# steam plant , pics and in steam video



## Steve (Mar 9, 2010)

Here is a new project i did ....... All scratched built 

Boiler ..... 3 inch ....... 9 inch high ..... copper 1.6mm ...... Tested to 120psi for 12 hours ...... Running pressure 20psi .... safety valve blows off at 50 psi..........Heated by meths .... 10 Min's from cold to working pressure
Engine.... duel action .... 1/2 inch bore .... 1 1/2 stroke
Flywheel.... 4 inch..... cast iron
Lubrication ..... In line , using medium steam oil
Water feed ...... Hand pump










[ame]http://www.youtube.com/watch?v=TZIW6NN4Vg4[/ame]


----------



## putputman (Mar 9, 2010)

Very nice Steve. Beautiful presentation too. Look forward to seeing more of your work.


----------



## Maryak (Mar 9, 2010)

Steve,

Beautiful model. :bow: :bow:

Best Regards
Bob


----------



## rake60 (Mar 9, 2010)

That is a Show Piece Steve.

Beautiful craftsmanship! :bow:

Rick


----------



## zeeprogrammer (Mar 9, 2010)

Beautiful! I love that flywheel.
Nice whistle too!


----------



## bearcar1 (Mar 9, 2010)

Marvelously executed Steve, very nice indeed. I am anxious to see more of your work as well. 


BC1
Jim


----------



## Steve (Mar 10, 2010)

Hi Chaps and thankyou ..... I try my best

The whistle was a first for me ...... I did look at a drawing , but it didn't work , so i had a look at a Mamod whistle and copy ed it , but made it bigger .... It seems whistles are a bit of hit and miss ...... I have a few engines i could post pics and video that i haven't shown before ..... I will sort something out ........... Really i would like to show all my engines on here , but not sure if its allowed to show engines that i have shown before...... but this time show them in better light and a better video.

Many Thanks
Steve.


----------



## Rustkolector (Mar 11, 2010)

Steve,
Great looking engine. What did you use for that checkered base?
Jeff


----------



## Steve (Mar 11, 2010)

Thanks Jeff..............The base is an old chopping board .3/4inch... I Just cut the ends off and routed it , sprayed it with primer , then black , The check is for a dolls house floor.


----------



## Shopguy (Mar 11, 2010)

Very nice. You've done a beautiful job. That it runs at scale speed is a tribute to your craftmanship.
Regards
Ernie J


----------



## SAM in LA (Mar 12, 2010)

Steve,

What an awesome build. :bow:

Start to finish, how long did it take you to build that complete system?

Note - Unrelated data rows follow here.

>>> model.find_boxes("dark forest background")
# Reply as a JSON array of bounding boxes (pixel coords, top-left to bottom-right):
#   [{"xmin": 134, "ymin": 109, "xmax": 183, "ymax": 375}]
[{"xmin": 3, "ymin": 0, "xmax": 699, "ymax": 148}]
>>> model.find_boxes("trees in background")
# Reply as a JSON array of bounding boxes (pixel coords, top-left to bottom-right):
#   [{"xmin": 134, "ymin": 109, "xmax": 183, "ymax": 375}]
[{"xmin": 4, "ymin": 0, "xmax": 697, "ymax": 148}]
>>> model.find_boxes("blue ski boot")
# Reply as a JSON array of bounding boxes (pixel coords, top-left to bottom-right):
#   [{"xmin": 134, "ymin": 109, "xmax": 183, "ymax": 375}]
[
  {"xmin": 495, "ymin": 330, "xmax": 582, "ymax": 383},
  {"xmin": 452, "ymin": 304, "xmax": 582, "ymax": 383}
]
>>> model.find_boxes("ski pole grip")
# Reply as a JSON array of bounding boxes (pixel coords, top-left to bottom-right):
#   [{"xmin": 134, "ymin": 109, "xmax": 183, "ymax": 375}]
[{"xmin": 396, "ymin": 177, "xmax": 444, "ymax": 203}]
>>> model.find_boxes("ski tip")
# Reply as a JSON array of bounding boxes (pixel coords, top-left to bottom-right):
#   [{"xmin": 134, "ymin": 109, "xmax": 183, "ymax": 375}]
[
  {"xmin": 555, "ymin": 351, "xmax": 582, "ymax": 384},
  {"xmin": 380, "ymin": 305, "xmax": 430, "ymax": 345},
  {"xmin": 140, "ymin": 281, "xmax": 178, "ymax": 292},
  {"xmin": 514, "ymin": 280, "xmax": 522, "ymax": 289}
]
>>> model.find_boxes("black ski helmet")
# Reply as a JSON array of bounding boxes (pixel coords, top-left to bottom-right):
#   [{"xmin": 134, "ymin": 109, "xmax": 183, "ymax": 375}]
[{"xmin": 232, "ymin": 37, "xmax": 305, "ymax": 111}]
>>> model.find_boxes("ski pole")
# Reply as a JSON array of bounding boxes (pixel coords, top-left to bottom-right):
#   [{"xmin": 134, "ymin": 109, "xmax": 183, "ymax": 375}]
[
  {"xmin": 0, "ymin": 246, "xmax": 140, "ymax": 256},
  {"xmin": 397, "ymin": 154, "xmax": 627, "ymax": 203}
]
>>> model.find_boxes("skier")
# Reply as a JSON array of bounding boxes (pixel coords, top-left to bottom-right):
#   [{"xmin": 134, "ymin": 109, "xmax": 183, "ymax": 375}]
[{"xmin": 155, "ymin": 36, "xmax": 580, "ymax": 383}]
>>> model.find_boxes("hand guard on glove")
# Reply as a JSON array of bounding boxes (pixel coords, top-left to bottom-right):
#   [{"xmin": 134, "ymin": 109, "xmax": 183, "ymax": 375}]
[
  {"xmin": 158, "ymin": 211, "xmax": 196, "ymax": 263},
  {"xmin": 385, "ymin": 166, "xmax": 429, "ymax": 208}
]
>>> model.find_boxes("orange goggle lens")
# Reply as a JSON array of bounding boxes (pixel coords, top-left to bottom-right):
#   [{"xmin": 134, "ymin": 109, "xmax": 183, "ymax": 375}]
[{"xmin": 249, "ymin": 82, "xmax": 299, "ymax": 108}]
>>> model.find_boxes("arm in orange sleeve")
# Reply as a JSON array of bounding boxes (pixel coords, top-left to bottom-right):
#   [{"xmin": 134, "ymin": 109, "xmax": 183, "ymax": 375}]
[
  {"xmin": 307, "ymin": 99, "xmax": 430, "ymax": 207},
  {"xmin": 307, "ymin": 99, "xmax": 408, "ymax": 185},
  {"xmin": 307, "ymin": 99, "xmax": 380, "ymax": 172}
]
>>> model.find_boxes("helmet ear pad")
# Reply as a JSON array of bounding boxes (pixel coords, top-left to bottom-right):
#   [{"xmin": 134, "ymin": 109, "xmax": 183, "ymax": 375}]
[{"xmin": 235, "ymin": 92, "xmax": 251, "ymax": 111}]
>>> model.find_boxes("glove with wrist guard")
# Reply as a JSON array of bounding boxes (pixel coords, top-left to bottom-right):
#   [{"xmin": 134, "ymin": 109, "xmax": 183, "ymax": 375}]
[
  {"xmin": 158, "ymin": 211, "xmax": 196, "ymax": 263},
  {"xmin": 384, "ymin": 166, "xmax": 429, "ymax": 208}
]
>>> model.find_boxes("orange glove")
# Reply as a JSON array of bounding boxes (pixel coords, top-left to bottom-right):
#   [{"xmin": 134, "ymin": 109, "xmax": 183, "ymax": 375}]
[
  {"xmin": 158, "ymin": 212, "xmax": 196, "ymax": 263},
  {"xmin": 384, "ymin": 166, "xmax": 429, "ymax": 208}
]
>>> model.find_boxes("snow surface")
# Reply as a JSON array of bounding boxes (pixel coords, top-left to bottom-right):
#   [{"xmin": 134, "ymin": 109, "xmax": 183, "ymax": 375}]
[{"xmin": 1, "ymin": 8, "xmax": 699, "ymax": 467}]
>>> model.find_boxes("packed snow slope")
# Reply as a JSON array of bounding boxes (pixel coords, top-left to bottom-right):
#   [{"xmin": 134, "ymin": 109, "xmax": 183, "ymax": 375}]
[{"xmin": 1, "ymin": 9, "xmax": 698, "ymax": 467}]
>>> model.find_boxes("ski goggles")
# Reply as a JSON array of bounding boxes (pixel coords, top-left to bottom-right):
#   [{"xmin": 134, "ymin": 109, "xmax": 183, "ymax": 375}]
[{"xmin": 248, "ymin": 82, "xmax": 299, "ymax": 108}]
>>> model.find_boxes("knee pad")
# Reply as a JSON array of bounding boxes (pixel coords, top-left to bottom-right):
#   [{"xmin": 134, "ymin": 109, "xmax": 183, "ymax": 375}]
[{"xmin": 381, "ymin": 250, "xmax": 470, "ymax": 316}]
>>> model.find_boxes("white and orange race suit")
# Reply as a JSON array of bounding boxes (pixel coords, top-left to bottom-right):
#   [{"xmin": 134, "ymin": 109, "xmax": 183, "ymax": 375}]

Do you have build photos to share?

SAM


----------



## IronHorse (Mar 12, 2010)

Real nice job on that one. I have a steam plant that I have being making, but it is sitting on the shelf half finished for a couple of years. Thanks for the inspiration, maybe I will finish it now. ;D


IronHorse


----------



## hobby (Mar 12, 2010)

That is a real nice engine, works great too...

I really like your setup, it looks really pleasing like a diorama of sorts, more than just an engine, but a nice modeled environment for it to work in.

A motorized turntable would make that a nice centerpiece. ;D

Beautiful paint job on the entire model assembly as well...

Very Nice workmanship... 

I had to come back and take another look, at your still pictures, zoomed in,
nice work on the whole setup, that handpump looks real nice too, the checkered floor, looks like a cozy environment, with the plumbing routed nice and neat, the colors were a great choice
an overall showpiece.


----------



## Steve (Mar 16, 2010)

SAM in LA  said:
			
		

> Steve,
> 
> What an awesome build. :bow:
> 
> ...



Hi Sam ....... The Engine and hand pump were made about 8 months back (took about month to make them both), and the engine was just sitting on the display stand , so i thought i would make a boiler for it ......  The boiler took 3 weeks from start to finish , Regarding the photos of construction , i didn't take any on this project , but I'm sure i have some photos of the an other boiler i made for my other steam plant.


----------



## kustomkb (Mar 16, 2010)

Beautiful work Steve!

Very nice.


----------